Le président en exercice du Conseil de Sécurité de l’ONU, M. Hisashi Owada, a indiqué mercredi que cette instance avait jugé qu’elle ne disposait pas «d’informations suffisantes» pour traiter des plaintes du Soudan contre Asmara et Addis-Abeba, malgré les demandes pressantes de Khartoum.
Selon des diplomates occidentaux ayant requis l’anonymat, la délégation américaine qui est en pointe pour imposer des sanctions contre le Soudan, a estimé lors de consultations à huis clos que les attaques de l’opposition soudanaise devraient être traitées au niveau régional.
L’OUA non plus n’a pas dit un mot, et même la Ligue arabe est restée muette en dépit de la venue jeudi au Caire du ministre d’Etat soudanais aux Affaires étrangères, Moustafa Osmane Ismaïl, qui a rencontré son secrétaire général Esmat Abdel Méguid.
M. Ismaïl a insisté auprès de la Ligue sur le caractère «arabe et islamique» du régime de Khartoum, face à la guérilla sudiste, l’Erythrée et l’Ethiopie étant des pays non arabes et dirigés par des chrétiens.
M. Abdel Méguid n’a fait aucune déclaration et n’a même pas rappelé la position traditionnelle de la Ligue sur le «caractère sacré de la terre arabe qui ne peut être démantelée».
Réunion du Conseil de Sécurité
Même l’Egypte qui est fortement opposée à tout démembrement du Soudan, est restée très discrète.
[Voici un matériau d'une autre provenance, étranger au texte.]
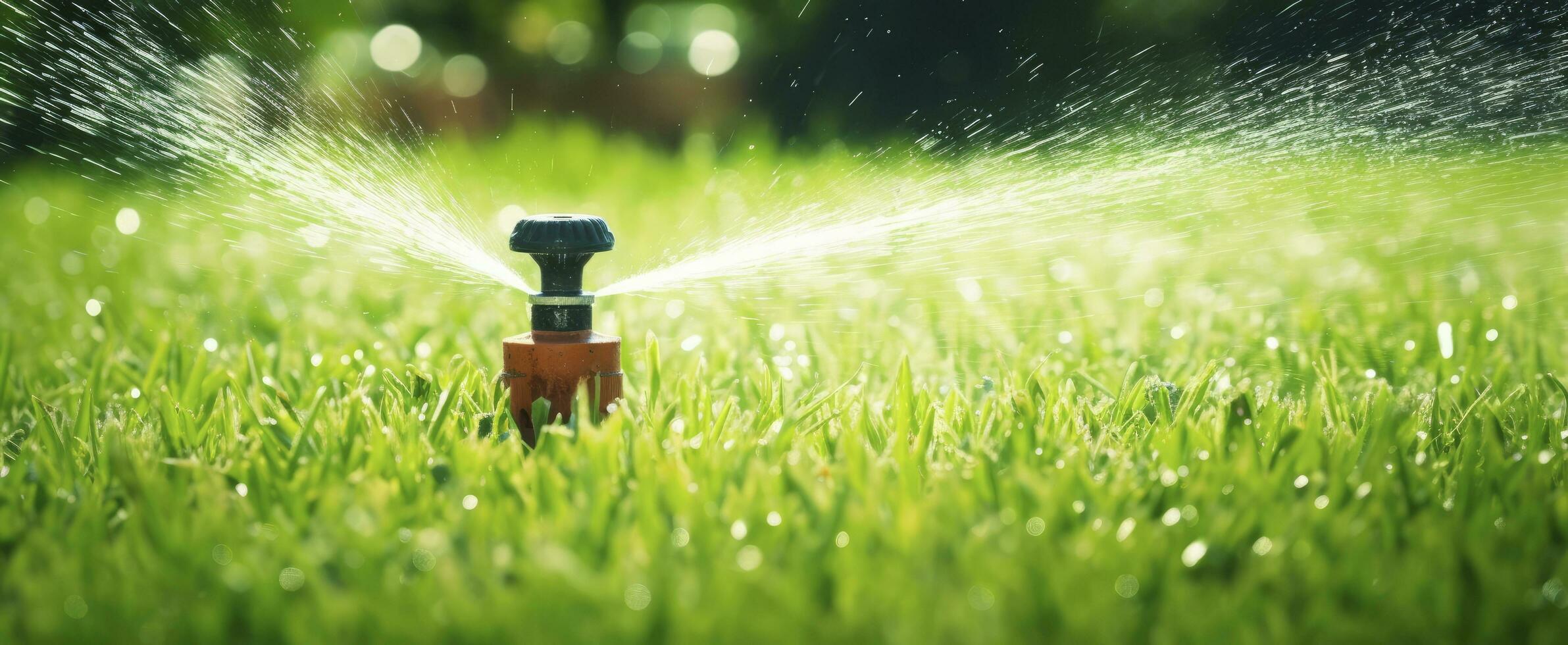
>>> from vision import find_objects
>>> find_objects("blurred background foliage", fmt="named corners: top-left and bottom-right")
top-left (0, 0), bottom-right (1540, 157)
Le président Hosni Moubarak a certes reçu jeudi le vice-président soudanais Al-Zubaïr Mohammad Saleh, mais la presse n’a pas été autorisée à couvrir l’événement et aucun responsable égyptien n’a fait de déclarations, contrairement à la coutume.
Seuls l’Irak et le Yémen ont apporté leur appui au Soudan.
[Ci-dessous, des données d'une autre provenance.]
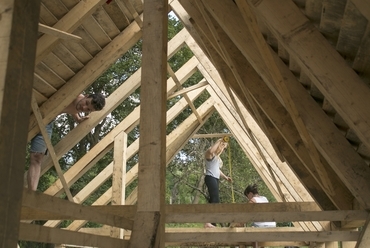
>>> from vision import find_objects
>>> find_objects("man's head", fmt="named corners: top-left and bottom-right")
top-left (76, 93), bottom-right (105, 113)
top-left (87, 93), bottom-right (105, 111)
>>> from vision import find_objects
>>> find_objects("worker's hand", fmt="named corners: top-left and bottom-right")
top-left (225, 176), bottom-right (233, 183)
top-left (77, 115), bottom-right (89, 124)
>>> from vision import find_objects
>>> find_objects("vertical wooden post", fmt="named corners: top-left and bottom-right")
top-left (0, 0), bottom-right (40, 248)
top-left (130, 0), bottom-right (168, 248)
top-left (110, 131), bottom-right (127, 239)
Mais pour Khartoum, le pire pourrait arriver le 22 janvier, lorsque le Conseil de Sécurité discutera de la date éventuelle d’entrée en vigueur d’un embargo interdisant les vols extérieurs de la compagnie Sudan Airways.
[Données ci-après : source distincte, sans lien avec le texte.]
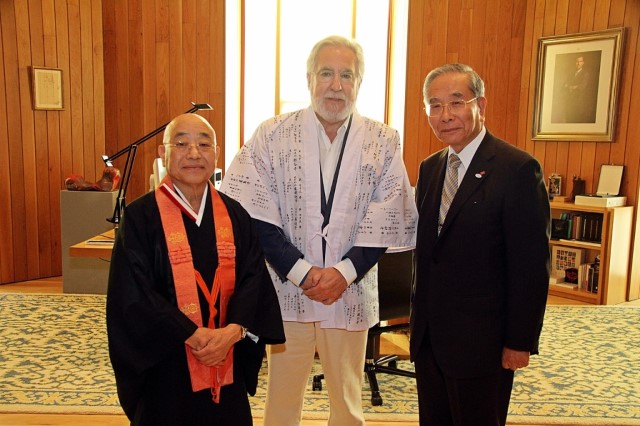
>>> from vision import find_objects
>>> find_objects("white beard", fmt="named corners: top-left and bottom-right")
top-left (311, 93), bottom-right (354, 123)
Le Conseil avait décidé en août 1996 le principe d’un embargo sur les vols internationaux de la compagnie nationale Sudan Airways et d’autres compagnies dans lesquelles le gouvernement soudanais aurait des intérêts, pour son refus de livrer trois intégristes égyptiens accusés d’implication dans la tentative d’assassinat du président Moubarak à Addis-Abeba en 1995.
Aux termes d’une résolution adoptée en août, le Conseil devait décider avant la mi-novembre la date d’entrée en vigueur de l’embargo aérien. Mais il avait reporté toute discussion sur l’éventuelle imposition d’un tel embargo.
Isolé sur le plan international, le régime de Khartoum fait face au plus grand défi que lui a lancé l’opposition unifiée, depuis l’arrivée au pouvoir du général Omar al-Béchir en 1989.
L’armée soudanaise doit à tout prix empêcher les forces de l’opposition de s’emparer de l’important complexe hydro-électrique de Damazin près du barrage de Roseires, dans l’Etat du Nil Bleu, car cela priverait Khartoum de courant et assombrirait sérieusement l’avenir du régime.